×
  • remind me tomorrow
  • remind me next week
  • never remind me
Subscribe to the ANN Newsletter • Wake up every Sunday to a curated list of ANN's most interesting posts of the week. read more

Japan Sinks and the Cultural Identity in Disaster Anime

by Andrew Osmond,

It is predicted that there is a 70 percent possibility of an earthquake directly hitting Tokyo within the next 30 years. Are you prepared?

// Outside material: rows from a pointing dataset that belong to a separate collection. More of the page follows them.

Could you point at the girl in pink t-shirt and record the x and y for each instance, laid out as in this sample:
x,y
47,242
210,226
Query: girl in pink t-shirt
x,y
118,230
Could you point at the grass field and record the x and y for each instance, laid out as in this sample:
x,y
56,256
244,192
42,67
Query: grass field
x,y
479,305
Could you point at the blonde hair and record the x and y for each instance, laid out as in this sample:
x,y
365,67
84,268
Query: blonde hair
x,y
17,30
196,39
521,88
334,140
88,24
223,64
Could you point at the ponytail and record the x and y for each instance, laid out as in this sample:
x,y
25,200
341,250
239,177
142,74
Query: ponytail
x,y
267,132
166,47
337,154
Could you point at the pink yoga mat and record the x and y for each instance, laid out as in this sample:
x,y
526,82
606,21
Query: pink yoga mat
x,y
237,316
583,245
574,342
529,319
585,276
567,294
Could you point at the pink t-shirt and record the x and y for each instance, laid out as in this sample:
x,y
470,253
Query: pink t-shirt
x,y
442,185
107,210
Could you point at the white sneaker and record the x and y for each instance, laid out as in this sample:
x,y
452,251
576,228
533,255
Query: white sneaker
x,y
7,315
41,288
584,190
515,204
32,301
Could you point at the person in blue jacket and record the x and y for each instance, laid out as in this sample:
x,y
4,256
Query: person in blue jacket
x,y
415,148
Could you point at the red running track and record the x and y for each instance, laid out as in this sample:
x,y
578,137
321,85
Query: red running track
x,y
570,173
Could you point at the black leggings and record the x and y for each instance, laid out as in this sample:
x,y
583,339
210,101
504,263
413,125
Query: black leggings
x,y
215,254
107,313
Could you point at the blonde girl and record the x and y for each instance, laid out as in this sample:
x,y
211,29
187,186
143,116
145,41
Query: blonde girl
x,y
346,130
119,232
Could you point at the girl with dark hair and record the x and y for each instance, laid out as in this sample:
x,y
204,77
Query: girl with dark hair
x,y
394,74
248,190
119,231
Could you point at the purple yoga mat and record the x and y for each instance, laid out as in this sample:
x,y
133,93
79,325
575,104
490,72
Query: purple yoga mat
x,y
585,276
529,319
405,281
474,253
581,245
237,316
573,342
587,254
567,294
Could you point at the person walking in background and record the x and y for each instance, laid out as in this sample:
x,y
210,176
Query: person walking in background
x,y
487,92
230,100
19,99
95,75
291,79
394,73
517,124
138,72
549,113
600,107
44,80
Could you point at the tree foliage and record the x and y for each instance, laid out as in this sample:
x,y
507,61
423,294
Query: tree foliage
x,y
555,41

- Tokyo Metropolitan Government website

Think about the first anime you ever saw. If it was Akira, then it was a film that started with Tokyo being consumed by a gigantic fireball. If it was Battle of the Planets, it was a series in which buildings were smashed and trampled every week. If you started with more recent anime, then it's not hard to come up with popular hits which include images of mass destruction. For example, try the oeuvre of Makoto Shinkai.

Any country is vulnerable to disasters. There's certainly nothing Japanese about being fascinated by visions of disaster; look at Hollywood producers and directors like George Pal, Irwin Allen or Roland Emmerich. Yet the fact remains that Japan went through a succession of huge catastrophes still in living memory, from the Great Kanto Earthquake in 1923, through the atomic bombings of Hiroshima and Nagasaki in 1945, to the Tohoku Earthquake of 2011. They're part of modern Japan's heritage, and those experiences are inevitably reflected in the country's pop-culture.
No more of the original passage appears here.